Branson need to analyse the shareholder value for diversification decisions. Porter (Grant, p408, 2010) proposes the three “essential tests” to decide whether diversification creates shareholder value (As shown in Figure 1)
Figure -1 Source: www.contemporarystrategyanalysis.com 2010 Robert M. Grant
Branson can make use of the already existing internal capital markets for diversifications. This is an advantage to Virgin group when new diversifications are pursued (Grant, p413, 2010).
As mentioned earlier the financial reporting of Virgin companies is fragmented. Accounting details are not captured from a single holding company point of view. Tracking of financial results is highly complicated in such a scenario. The virgin brand power and Branson’s celebrity status helped Branson to acquire disproportionate equity stakes in the joint ventures (Grant, p819, 2010). In the longer term this poses serious strategic threats for the Virgin group. Its recommended for Branson and his group of companies to address these imbalances in the near future. The examples given in the case shows that there is a need of introducing better financial controls with in the group.
The virgin group provides one of the best places to work, a place where people are motivated to do their best (Grant, p818, 2010). At the same time, Branson sets high expectations from his employees including high level of commitment.
Minimum hierarchy is maintained in the organizational structure, which means short lines of communication and flexible response capability.

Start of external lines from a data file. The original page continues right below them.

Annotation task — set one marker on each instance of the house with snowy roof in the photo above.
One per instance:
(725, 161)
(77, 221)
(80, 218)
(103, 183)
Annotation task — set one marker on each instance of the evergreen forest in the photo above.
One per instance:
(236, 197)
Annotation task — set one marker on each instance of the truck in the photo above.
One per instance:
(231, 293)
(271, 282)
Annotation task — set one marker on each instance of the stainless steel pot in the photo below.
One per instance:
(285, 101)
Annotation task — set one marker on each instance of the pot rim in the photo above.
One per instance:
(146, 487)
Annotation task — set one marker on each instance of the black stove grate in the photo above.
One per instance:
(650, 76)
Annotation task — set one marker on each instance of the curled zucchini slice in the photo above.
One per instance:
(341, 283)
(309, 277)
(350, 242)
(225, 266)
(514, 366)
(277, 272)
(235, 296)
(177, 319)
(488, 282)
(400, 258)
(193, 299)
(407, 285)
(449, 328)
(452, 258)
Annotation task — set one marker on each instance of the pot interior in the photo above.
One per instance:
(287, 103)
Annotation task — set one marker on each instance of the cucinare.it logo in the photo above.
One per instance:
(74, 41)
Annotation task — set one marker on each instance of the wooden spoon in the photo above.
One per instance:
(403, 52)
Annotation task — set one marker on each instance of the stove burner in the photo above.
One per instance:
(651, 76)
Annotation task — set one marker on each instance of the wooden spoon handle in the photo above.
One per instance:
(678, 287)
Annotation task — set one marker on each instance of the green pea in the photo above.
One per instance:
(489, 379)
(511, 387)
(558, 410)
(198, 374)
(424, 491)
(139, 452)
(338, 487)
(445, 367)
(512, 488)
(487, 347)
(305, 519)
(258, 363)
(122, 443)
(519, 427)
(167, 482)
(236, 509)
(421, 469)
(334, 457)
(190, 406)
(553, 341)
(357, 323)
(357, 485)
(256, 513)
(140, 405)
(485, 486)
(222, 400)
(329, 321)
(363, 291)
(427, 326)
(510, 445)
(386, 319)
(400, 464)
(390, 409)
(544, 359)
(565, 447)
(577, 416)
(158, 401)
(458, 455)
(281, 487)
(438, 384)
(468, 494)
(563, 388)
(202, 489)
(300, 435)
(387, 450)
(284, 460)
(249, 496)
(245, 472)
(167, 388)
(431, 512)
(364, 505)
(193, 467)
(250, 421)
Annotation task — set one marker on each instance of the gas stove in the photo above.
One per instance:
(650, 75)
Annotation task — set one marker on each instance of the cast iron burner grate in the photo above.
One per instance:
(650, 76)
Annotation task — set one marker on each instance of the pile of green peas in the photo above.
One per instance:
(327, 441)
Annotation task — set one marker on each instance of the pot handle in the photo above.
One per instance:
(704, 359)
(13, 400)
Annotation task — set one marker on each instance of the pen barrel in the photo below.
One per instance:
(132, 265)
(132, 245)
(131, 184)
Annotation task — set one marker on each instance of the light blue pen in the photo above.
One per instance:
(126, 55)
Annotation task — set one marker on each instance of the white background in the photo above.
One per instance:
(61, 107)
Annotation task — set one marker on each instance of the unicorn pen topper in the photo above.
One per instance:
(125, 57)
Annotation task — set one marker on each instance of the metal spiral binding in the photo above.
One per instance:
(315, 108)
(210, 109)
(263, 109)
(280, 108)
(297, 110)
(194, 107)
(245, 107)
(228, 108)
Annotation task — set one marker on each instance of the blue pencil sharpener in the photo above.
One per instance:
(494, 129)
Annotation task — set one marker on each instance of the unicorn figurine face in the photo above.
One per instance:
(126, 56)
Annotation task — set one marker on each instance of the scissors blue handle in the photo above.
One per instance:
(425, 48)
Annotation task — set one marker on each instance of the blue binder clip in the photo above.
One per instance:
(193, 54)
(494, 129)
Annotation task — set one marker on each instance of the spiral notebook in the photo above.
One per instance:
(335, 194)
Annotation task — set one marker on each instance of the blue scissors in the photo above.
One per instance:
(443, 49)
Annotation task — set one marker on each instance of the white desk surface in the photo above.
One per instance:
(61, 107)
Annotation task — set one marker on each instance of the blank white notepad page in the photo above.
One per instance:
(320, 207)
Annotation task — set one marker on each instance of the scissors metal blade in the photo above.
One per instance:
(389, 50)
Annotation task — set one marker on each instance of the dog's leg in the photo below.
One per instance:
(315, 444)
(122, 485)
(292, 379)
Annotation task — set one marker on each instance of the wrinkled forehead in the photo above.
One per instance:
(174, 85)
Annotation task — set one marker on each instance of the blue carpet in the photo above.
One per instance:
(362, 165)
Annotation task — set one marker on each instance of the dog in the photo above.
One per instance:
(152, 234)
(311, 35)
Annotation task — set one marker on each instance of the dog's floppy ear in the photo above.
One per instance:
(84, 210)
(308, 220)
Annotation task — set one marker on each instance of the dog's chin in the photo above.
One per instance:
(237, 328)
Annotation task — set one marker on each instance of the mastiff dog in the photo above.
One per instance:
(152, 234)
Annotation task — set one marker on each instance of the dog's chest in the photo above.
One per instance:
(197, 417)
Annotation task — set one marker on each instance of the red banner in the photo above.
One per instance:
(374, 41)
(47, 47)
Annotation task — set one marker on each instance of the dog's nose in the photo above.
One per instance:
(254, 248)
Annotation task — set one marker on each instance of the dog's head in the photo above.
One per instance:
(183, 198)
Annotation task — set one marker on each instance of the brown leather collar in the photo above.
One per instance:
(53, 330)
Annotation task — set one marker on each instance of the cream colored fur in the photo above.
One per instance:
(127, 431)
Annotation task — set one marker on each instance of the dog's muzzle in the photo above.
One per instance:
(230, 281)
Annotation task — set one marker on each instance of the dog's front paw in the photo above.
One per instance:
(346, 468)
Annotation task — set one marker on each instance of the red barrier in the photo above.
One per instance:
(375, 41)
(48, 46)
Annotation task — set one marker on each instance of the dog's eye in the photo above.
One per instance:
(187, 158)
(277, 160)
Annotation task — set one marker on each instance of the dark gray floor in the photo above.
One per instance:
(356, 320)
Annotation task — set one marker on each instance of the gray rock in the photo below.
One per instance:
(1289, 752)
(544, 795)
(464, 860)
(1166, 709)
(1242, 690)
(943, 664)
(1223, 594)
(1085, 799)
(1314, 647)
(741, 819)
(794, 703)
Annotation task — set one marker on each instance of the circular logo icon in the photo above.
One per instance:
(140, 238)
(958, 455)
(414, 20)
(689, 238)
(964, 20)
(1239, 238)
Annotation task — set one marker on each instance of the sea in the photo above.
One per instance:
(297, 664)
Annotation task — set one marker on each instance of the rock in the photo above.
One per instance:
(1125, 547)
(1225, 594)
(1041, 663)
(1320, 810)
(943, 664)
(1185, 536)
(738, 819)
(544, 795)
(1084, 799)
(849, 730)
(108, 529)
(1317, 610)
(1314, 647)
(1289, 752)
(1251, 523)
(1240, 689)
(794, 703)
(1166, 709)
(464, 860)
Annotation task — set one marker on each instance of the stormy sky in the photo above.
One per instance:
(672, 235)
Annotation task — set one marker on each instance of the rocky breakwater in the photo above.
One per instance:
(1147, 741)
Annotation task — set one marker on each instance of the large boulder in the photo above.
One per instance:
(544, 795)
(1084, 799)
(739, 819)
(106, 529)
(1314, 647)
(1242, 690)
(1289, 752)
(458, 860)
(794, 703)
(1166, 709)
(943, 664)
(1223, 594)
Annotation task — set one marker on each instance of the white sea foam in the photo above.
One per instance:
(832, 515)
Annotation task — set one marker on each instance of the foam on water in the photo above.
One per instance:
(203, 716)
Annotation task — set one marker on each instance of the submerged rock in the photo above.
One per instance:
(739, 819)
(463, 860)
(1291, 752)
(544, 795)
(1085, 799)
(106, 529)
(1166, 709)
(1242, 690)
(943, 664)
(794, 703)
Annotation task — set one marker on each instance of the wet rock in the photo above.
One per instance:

The virgin group of companies are controlled by over 20 holding companies. Each of them has its own assets, employees and produces various services (Grant, p816, 2010)
An illustration of the management structure as per the case is as shown the figure-2.
Figure-2
There are legal complexities involved in the management structure of Virgin group. So many chains of companies are in the hierarchy of owning the business and this loose-knit management structure is less transparent from outside. This type of structure is not advisable for any growing company, as the companies involved can adopt no centralized strategic decisions. Richard Branson may need to revisit his unconventional ideas of the current management structure.